Yagmur Kuzhan
Brain metastases are the most common intracranial tumours in adults and arise from the secondary spread of systemic malignancies to the brain, where they remain largely incurable and are associated with poor prognoses. Melanoma is among the leading causes of brain metastasis, highlighting the need for systemically delivered therapies capable of crossing the blood–brain barrier (BBB) while selectively targeting tumours and sparing healthy brain tissue.
Here, we investigate TPA (transmorphic phage/adeno-associated virus), a hybrid gene therapy vector designed for tumour-selective systemic delivery. TPA is administered intravenously, enabling biodistribution to both peripheral and intracranial metastatic sites. Tumour specificity is achieved through dual targeting: (i) display of the RGD4C peptide, which binds αvβ3/αvβ5 integrins overexpressed on tumour cells but largely absent from healthy tissue, and (ii) delivery of tumour-necrosis-factor-related apoptosis-inducing ligand (TRAIL) in both transmembrane and soluble configurations. TRAIL activates death receptors DR4/DR5 on cancer cells, inducing apoptosis while sparing non-malignant cells. Apoptotic signalling can propagate to neighbouring tumour cells via a bystander effect, amplifying its therapeutic impact. This is, in essence, programming tumours to destroy each other.

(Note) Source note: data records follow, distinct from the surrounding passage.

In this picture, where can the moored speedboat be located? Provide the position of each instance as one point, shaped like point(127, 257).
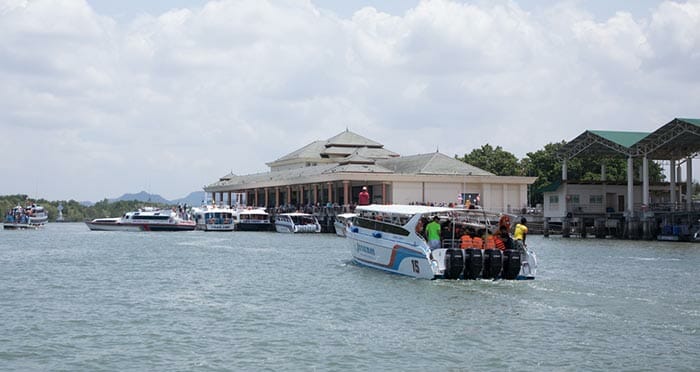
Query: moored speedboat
point(342, 221)
point(145, 219)
point(389, 238)
point(31, 217)
point(213, 218)
point(297, 223)
point(252, 219)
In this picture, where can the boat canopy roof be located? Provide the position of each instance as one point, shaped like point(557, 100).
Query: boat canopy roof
point(402, 209)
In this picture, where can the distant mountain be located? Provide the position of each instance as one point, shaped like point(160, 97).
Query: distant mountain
point(194, 199)
point(144, 197)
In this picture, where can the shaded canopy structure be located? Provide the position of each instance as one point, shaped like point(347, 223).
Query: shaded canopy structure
point(677, 141)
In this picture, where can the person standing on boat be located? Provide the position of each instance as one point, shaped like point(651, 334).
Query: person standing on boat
point(364, 196)
point(433, 230)
point(520, 232)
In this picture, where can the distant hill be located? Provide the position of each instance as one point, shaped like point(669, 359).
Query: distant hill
point(194, 198)
point(142, 196)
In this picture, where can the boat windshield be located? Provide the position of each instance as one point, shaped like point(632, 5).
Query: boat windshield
point(304, 220)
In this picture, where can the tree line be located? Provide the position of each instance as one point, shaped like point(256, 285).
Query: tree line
point(546, 166)
point(74, 211)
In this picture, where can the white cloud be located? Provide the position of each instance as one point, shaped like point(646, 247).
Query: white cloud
point(170, 102)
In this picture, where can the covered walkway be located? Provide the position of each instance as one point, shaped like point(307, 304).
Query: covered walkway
point(677, 142)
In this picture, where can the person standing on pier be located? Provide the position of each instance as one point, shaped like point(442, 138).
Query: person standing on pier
point(433, 230)
point(364, 196)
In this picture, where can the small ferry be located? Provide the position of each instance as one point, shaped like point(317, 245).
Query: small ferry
point(252, 219)
point(30, 217)
point(144, 219)
point(390, 238)
point(342, 221)
point(297, 223)
point(213, 218)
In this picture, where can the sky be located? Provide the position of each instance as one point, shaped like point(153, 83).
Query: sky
point(100, 98)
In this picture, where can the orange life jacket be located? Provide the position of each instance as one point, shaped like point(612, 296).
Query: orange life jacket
point(500, 244)
point(466, 242)
point(490, 243)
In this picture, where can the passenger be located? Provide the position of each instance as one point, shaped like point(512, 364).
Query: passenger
point(477, 242)
point(490, 243)
point(504, 221)
point(363, 198)
point(433, 231)
point(521, 231)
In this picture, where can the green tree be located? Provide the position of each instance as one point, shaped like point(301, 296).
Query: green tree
point(494, 160)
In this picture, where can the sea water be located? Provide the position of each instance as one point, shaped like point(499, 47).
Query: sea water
point(78, 300)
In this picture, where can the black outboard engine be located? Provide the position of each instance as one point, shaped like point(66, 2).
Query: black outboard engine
point(454, 263)
point(511, 264)
point(473, 262)
point(493, 263)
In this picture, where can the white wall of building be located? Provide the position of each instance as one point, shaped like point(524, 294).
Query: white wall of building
point(407, 192)
point(497, 197)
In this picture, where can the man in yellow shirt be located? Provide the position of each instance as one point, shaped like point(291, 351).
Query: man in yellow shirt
point(520, 232)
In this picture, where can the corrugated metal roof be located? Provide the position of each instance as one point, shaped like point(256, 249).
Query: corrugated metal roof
point(626, 139)
point(434, 163)
point(310, 151)
point(358, 168)
point(351, 139)
point(691, 121)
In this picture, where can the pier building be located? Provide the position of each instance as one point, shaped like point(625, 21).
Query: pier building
point(333, 171)
point(637, 208)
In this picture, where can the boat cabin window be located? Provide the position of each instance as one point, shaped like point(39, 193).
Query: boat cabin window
point(380, 225)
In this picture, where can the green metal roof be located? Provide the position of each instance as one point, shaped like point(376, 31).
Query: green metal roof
point(691, 121)
point(626, 139)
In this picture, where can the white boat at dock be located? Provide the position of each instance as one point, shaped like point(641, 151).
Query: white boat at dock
point(214, 218)
point(388, 238)
point(30, 217)
point(145, 219)
point(297, 223)
point(252, 219)
point(342, 221)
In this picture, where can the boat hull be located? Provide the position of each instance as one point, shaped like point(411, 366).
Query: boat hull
point(396, 257)
point(297, 229)
point(117, 226)
point(20, 226)
point(215, 227)
point(249, 226)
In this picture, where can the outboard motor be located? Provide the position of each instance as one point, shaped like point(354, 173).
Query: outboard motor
point(511, 264)
point(454, 263)
point(493, 263)
point(473, 262)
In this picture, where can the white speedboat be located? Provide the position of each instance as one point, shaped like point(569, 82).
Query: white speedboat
point(389, 238)
point(29, 217)
point(342, 221)
point(297, 223)
point(213, 218)
point(252, 219)
point(145, 219)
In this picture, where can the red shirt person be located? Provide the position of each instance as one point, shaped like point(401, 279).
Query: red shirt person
point(364, 196)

Our study focuses on metastatic melanoma in the brain using murine models, with histopathological, immunofluorescence, quantitative image-based and biodistribution analyses to assess vector delivery, tumour selectivity, and safety. By combining systemic administration that can cross the BBB with tumour-selective targeting, this approach represents a promising strategy for the treatment of brain metastases, a setting where current therapies remain predominantly palliative.